A good model should take into account not only its diagnostic effectiveness but also its repeatability, noninvasiveness, and simplicity. In our study, other CT variables such as the total number of calcified coronary lesions, plaque density, the presence of thoracic aorta calcification, and so on, which have been revealed to increase the predictive potency of CAC for CVD events were not included in the present prediction model[27, 28]. However, the prediction results of the RF model in our investigation were similar to those of the previously reported Extreme Gradient Boosting (XGBoost) model [11]. Additionally, our preliminary experiments showed that the RF model had better calibration than XGBoost. Considering its effect on the insensitivity of missing values and the advantages of dealing with high-dimensional data make it easier to generalize in clinical practice. Last but not least, current guidelines have recommended that CACS can be used to guide preventive therapies in asymptomatic individuals at intermediate risk for CVD events [29, 30]. Given the above, patients at lower risk in the RF model may not require further testing, such as CCTA or Coronary angiography.

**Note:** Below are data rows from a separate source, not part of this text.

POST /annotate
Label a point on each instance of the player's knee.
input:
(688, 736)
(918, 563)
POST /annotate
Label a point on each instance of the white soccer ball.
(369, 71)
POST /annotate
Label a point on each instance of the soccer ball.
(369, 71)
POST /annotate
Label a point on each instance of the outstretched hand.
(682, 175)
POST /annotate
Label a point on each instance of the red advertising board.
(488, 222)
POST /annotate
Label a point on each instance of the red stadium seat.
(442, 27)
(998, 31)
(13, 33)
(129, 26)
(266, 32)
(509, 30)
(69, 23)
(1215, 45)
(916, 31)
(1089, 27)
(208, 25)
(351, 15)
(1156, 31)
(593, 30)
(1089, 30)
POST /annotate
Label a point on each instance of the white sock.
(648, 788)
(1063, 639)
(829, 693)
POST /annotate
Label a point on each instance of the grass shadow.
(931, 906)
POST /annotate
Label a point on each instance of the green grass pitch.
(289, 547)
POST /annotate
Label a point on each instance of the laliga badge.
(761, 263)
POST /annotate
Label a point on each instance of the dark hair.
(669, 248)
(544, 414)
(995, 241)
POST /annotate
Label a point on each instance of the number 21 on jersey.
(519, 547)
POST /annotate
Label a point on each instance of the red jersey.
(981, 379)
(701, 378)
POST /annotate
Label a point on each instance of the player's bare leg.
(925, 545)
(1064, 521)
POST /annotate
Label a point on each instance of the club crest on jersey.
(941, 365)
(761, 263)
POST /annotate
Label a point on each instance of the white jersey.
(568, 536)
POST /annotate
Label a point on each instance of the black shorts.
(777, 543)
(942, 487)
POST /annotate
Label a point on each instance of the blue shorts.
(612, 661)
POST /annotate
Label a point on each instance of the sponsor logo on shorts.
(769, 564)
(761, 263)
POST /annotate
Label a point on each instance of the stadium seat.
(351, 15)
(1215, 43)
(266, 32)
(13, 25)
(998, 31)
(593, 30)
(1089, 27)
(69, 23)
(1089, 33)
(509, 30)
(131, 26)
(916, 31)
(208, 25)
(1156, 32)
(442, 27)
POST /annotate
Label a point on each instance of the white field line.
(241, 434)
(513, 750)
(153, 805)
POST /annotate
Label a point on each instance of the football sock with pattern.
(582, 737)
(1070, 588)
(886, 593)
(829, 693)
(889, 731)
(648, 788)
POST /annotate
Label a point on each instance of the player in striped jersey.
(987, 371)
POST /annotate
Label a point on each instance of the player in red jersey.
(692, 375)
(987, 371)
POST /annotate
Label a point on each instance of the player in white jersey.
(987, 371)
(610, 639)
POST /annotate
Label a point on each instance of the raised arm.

Several limitations of the present study should be paid more attention to. Firstly, the present investigation was lack of external validation in an independent cohort, which was planned for subsequent analysis. Secondly, the presence of severe calcification may lead to overestimates % stenosis on CCTA. Hence, more than 50% stenosis on CCTA may not represent the accuracy > 50% stenosis evaluated by coronary angiography. Thirdly, further study with long follow-up times is very necessary to assess the long-term predictive role of the CAC score. Fourthly, all the screened subjects were all from China, thus, the predictive model may be not suitable for other ethnic groups. Finally, we did not use multiple ML algorithms for this research, but the RF model has shown better predictive ability in previous studies.

Conclusion

The predictive performance of the RF model integrating clinical variables and CAC score is superior to models combining traditional risks and CAC score for the presence of obstructive CAD in patients with atypical chest pain. It may be unreasonable for individuals at a low risk assessed by the prediction model to receive a further invasive examination.